State of the Nation 2013

The State of the Nation poll touches on a wide range across British life including national pride, immigration, economic prospects and Scottish independence.

Britons are showing a glimmer of hope about the future, with pessimism levels reducing compared to 2012, according to the State of the Nation 2013 report from thinktank British Future.

The report showed 16-75s were a little bit more optimistic about Britain than they were a year earlier, according to polling carried out for British Future by Ipsos.

Britons were less pessimistic about the economy than they were a year ago, with those saying they were pessimistic falling from 74% to 50%.

Those who were born outside the UK are more positive about Britain’s future than those born in the UK, with 40% of those born outside the UK saying Britain was going in the right direction, compared to 31% of those born in the UK.
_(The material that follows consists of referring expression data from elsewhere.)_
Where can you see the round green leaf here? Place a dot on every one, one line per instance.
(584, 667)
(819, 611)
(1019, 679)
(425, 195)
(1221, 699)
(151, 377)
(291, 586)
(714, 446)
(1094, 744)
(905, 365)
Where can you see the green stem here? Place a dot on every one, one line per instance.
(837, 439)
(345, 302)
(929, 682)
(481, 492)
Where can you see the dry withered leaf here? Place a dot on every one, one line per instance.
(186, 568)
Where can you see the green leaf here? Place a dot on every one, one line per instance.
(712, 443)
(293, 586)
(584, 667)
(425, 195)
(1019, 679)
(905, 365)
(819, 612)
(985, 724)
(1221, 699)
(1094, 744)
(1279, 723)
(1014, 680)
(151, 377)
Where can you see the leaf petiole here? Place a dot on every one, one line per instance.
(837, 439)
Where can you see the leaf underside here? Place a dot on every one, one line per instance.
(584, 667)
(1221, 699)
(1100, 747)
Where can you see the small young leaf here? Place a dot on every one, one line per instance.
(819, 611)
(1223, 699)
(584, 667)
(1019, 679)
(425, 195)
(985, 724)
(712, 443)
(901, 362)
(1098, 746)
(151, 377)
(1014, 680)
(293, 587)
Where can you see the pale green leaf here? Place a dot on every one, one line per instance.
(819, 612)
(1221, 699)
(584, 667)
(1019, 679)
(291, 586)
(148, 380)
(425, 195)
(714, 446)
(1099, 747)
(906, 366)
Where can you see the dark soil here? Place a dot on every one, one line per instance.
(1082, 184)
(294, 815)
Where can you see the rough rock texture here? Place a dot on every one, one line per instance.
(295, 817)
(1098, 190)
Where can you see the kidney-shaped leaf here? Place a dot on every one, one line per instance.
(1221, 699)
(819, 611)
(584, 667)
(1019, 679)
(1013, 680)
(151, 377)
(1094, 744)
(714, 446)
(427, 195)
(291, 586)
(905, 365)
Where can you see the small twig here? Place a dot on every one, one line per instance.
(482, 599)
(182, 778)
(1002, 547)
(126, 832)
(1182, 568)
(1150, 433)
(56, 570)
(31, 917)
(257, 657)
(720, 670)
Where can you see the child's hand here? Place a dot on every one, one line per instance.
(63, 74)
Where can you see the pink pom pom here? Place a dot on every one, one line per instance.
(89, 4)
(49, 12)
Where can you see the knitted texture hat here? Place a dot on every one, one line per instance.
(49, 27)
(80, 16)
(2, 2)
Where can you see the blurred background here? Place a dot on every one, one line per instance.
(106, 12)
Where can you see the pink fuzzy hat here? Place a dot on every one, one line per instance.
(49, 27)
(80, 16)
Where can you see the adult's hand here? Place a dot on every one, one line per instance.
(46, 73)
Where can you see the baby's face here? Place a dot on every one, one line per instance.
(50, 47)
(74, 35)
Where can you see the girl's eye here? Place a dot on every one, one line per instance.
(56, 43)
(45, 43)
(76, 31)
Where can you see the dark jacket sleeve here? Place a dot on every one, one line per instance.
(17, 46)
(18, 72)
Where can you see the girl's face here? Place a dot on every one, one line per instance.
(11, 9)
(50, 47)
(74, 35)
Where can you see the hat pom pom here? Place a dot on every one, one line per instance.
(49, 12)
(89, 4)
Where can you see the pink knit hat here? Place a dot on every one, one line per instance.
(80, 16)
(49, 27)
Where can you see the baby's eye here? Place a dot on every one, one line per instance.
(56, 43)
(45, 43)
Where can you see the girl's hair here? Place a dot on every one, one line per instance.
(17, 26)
And when it comes to the economy 30% of those born outside the UK said they were optimistic, compared with 18% optimistic for those born in the UK.

Nearly half of parents think the quality of life of their children will be better than their own, or about the same.  On the other hand a quarter of those asked thought their children would take a shift down.

The report also found Britons shared a strong national pride, with 61% saying they would rather be a citizen of Britain than any other country.

When asked to select icons that made them proud to be British, the public chose the NHS (45%), armed forces (40%), and Team GB (38%).

When asked to select the anniversary in 2013 that made them proudest to be British, the 65th birthday of the NHS topped the poll, followed by the 60th anniversary of the Queen’s coronation and the 60th anniversary of the discovery of the structure of DNA. The 40th anniversary of Britain joining the European Community was bottom, chosen by 3%.

Going to a private schools means you are much more likely to get to the top, 69% felt, while 64% felt that being a man gave you advantages in finding success.

In other findings:

  • 57% of the public consider themselves to be working class, and 36% middle class. Of those in the highest social grades (AB), 33% say they are working class.
  • 64% of non-Scottish Britons say they will never think of the Scottish as being foreign even if Scotland becomes independent  and 70% of the Scottish people polled said they would never think of the English as foreign.


Technical details

Ipsos carried out 2,515 interviews online with British adults aged 16-75. Fieldwork took place between 23-27 November 2012. Data are weighted to match the profile of the population.

British Future is a thinktank working  to encourage debates on identity, integration, migration and opportunity.